In 1884 Sim, who also founded the Kobe Regatta & Athletic Club, introduced a lemonade-like drink originally known as “mabu soda” or “marble soda” due to the marbles which are found at the top of the bottle. It became hugely popular among the foreign contingent in Kobe and was later rebranded as ramune (which sounds a bit like lemonade). Sold all over the country, it’s still popular with young and old alike to this very day.
3. W.K. Burton
Edinburgh-born Burton, something of a polymath, became one of the most prominent foreign influencers in Japan during the Meiji Period. In addition to designing Tokyo’s first-ever skyscraper, Ryounkaku in Asakusa which was built in 1890 and later leveled during the Great Kanto Earthquake of 1923, Burton was responsible for planning and overseeing the water and drainage systems of several cities in Japan including the capital. A genius engineer and visionary he was also known as a prolific photographer and documenter of Japanese life. He helped to introduce the country to the West through his photographs that were published in several British magazines of the time.
4. Richard Henry Brunton
“The father of Japanese lighthouses,” Brunton was employed by the Meiji government as an adviser. The 26 lighthouses, constructed by Brunton, across Japan became known as “Brunton’s children” and some of them are still standing today. The influential engineer from Muchalls, also founded Japan’s inaugural School of Civil Engineering. Brunton had a massive impact on Japan and is particularly well known in Yokohama as he created the first detailed maps of the port city, planned its sewage system, paved streets, gas lights and other innovations which helped make Japan’s second largest city into the powerhouse it is today.

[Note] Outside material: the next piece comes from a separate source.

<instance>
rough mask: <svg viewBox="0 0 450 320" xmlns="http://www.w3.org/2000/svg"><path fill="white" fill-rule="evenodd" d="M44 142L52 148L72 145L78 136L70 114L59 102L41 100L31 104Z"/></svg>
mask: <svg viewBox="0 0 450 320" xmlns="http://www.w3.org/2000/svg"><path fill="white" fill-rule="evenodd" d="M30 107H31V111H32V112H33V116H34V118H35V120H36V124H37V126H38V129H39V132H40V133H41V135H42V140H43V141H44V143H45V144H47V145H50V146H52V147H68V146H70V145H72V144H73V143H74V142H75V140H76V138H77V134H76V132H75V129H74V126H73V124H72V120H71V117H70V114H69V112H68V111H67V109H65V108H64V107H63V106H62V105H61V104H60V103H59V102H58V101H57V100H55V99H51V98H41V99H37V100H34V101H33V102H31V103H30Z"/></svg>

5. Rita and Masataka Taketsuru
In 1920 Jessie Cowan aka Rita Taketsuru, hailing from Kirkintilloch near Glasgow, married her Japanese husband Masataka Taketsuru while he was studying chemistry at the University of Glasgow. The couple soon moved to Osaka and later to Hokkaido where they founded the Nikka distillery which, to this day, is one of Japan’s most popular brands of whiskey. Their story was immortalized in NHK’s popular asadora (morning drama) Massan which aired between 2014 and 2015. It starred American actress Charlotte Kate Fox as Rita and Tetsuji Tamayama as Masataka.

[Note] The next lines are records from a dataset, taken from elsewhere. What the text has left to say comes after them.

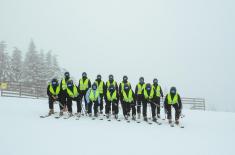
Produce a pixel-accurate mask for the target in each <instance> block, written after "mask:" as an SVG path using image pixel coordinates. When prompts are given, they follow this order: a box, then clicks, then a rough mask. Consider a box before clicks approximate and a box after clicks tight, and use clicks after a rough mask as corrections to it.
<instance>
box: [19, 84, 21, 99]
mask: <svg viewBox="0 0 235 155" xmlns="http://www.w3.org/2000/svg"><path fill="white" fill-rule="evenodd" d="M19 86H20V88H19V95H20V97H21V82H20V83H19Z"/></svg>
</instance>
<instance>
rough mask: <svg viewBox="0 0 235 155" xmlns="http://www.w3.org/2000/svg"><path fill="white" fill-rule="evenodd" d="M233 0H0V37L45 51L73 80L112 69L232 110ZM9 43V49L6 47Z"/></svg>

Nick Currie aka Momus, although never mainstream famous, had an influential impact on the 1990s Shibuya-kei scene. Paisley-born Currie, a prolific singer-songwriter is known more nowadays as a cultural intellectual, author and vlogger at his essential Mrs Tsk * Tumblr site.
In the ’90s the microgenre Shibuya-kei was encapsulated by a particular aesthetic and a music scene which centered around this specific district of central Tokyo with bands and artists such as Cornelius, Pizzicato 5 and Takako Minekawa becoming semi-household names. Currie wrote songs for and collaborated with Kahimi Karie who ultimately became the face of Shibuya-kei. The eccentric Scot found himself in demand in Japan and his own records, to this day, sell reasonably well here. Globetrotting Currie who every few years moves somewhere else in the world, lived until recently in Osaka.